また、平成15年3月に、横浜市はインドネシア共和国とカンムリシロムクの保全に協力する合意文書を締結し、これを基に平成16年4月から国際協力機構(JICA)草の根技術協力事業の採択を受けています。その後、毎年、研修員の受け入れや専門家の派遣を行い、インドネシアにおける保護活動や飼育・繁殖、環境保全に関する技術協力を行っています。また、これまでに125羽のカンムリシロムクを生息地であるバリ・バラト国立公園の繁殖施設や同鳥の血統を管理しているタマンサファリ動物園へ送りました。
カンムリシロムクは、インドネシアのバリ島にしか生息しない希少なムクドリの仲間で、野生での絶滅が危惧されています(平成25年度3月現在 生息数20羽以下)。横浜市繁殖センターではカンムリシロムク保全のため、飼育下繁殖に積極的に取り組み、現在およそ100羽を飼育しています。

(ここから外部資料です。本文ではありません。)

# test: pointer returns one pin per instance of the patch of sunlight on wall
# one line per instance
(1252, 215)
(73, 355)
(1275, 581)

そして、ニューカレドニア南部領土政府からは、平成元年5月に1ペアのカグーがニューカレドニア南部領土政府から横浜市に寄贈されたのを機に野生動物に関する交流合意書を締結。ニューカレドニアの固有種であるカグーやその他の希少動物の保全に関する学術交流と動物交換を行っています。
日本の希少動物の保全のみならず、国際的な絶滅のおそれのある野生動物の飼育下繁殖に取り組むとともに、野生復帰活動や国際保全計画への参加等、国際貢献が進められていました。